Run for your lives

Matt Donnelly

We now interrupt this broadcast to bring you a special news bulletin.

A cast of Northwestern students will recreate Orson Welles’ infamous radio broadcast of “The War of the Worlds” on WNUR-FM (89.3) at 8 p.m. tonight. Familiar voices from the station’s news and sports departments will read a mock news program that is interrupted by a mysterious accident on the I-90/I-94 John F. Kennedy Expressway.

The show is a tribute to one of modern media’s most frightening and memorable moments.

On Halloween 1938, Welles and members of his Mercury Theater troupe nearly sparked a riot among thousands who believed they were listening to a news broadcast, when a special bulletin interrupted the program to report that aliens had landed in Grover Mills, N.J.

The next day, the front page of The New York Times reported that people across the state had called police, and some even ran from their homes in fear.

“I think it’s a clever adaptation that Chicago people will enjoy,” said Brian Nemerovski, a Medill sophomore who will participate in the event as a sports anchor.

NU students will imitate the event with a dramatic reading of the script tailored to the people and places of Chicago and Evanston. Roles include journalists, government officials and experts in physics and astronomy.

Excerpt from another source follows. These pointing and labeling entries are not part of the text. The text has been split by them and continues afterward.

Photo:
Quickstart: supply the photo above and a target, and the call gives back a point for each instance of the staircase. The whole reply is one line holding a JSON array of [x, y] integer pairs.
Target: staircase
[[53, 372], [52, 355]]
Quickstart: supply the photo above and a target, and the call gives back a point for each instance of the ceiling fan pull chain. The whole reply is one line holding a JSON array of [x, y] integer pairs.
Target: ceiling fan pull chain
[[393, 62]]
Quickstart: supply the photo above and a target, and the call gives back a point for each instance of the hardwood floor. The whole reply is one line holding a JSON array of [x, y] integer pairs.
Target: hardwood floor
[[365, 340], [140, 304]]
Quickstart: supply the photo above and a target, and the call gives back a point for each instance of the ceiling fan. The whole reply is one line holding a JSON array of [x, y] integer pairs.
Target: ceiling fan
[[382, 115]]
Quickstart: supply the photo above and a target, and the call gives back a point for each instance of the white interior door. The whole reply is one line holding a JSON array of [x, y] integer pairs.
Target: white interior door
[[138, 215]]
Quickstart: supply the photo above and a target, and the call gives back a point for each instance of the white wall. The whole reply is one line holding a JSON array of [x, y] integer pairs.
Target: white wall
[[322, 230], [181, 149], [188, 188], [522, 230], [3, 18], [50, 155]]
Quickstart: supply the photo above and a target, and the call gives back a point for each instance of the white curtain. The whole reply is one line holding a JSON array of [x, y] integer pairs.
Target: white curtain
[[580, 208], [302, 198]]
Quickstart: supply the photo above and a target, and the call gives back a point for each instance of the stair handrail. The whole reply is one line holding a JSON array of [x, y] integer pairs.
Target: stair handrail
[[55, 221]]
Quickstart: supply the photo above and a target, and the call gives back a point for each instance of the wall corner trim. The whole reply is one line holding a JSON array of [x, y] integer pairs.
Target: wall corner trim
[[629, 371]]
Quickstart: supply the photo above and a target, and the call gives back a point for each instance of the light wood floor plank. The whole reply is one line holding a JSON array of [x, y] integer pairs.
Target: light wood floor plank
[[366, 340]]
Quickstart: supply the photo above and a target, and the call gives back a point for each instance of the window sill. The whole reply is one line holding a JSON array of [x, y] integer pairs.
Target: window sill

“Hopefully, people will listen in a little more closely to see if what they are listening to is true,” said Ben Harper, Medill sophomore and news anchor for the broadcast.

Harper said the staff has been rehearsing for the last week to time their speech with the sounds of helicopters, gun shots and explosions. The show also will be broadcast from the station’s Web site ( and likely will be re-broadcast later in the year.

Last spring, station members read Homer’s “Iliad” for a weekend.

Speech sophomore Mark Gordon came up with the idea for the show. He said the station got permission to change the script from the estate of Howard Koch, one of the writers of the original broadcast.

But no how effective tonight’s performance may be, NU students and Evanston residents can rest assured that the show won’t send listeners into a frenzy – a law forces WNUR to interrupt the broadcast with a reminder that the events are not real.